A large consignment of western artwork, including many valuable works from Charles M. Russell, will go to auction in New York City later this month at Christie’s auction house. Many of the works have significant price estimates, including Russell’s “Dust” at $5 million to $7 million and “The Sun Worshippers” at $4 million to $6 million. The consignment came from William “Bill” Koch, the industrialist and prominent conservative supporter.
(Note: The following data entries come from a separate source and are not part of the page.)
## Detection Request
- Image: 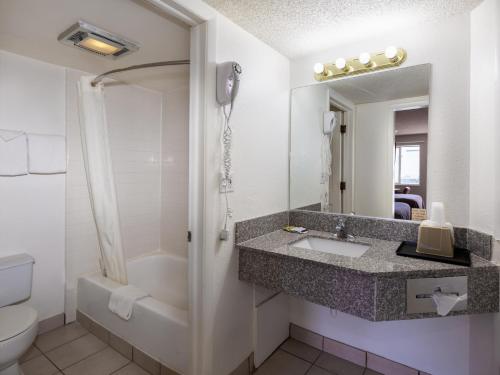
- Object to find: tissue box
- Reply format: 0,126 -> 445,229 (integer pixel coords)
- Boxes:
417,222 -> 454,258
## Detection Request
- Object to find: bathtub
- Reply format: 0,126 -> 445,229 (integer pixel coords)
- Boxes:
77,253 -> 188,374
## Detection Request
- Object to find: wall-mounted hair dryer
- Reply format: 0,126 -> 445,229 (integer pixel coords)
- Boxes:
323,111 -> 338,135
216,62 -> 242,106
216,61 -> 242,241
The auction is expected to fetch around $50 million, which would double the previous record for any American western art auction, according to Christie’s.


Around Town

Registration is open for the 46th Annual Ice Breaker Road Race, scheduled for April 26. Participants can expect the same one-mile, three-mile and five-mile routes. Early-bird registration runs through March 31. Participants can sign up online here, and volunteers can sign up here.

Tickets go on sale Monday for The Russell 2026 art auction. In addition to Russell pieces, a press release for the event said that works by artists Troy Collins, Luke Frazier, Jennifer Johnson, Carol Hagen and Greg Kelsey will be among the items up for auction. The Russell is scheduled for March 19-21 in Great Falls.

A new film festival aimed at “storytellers, seekers and the seriously curious” is scheduled for Feb. 5-7 at the Mansfield Center. The festival features works related to the worlds of aliens, cryptids and the paranormal, and the event will include short-form and feature films, filmmaking workshops and meetings with people who produce the films. More information and schedules are here.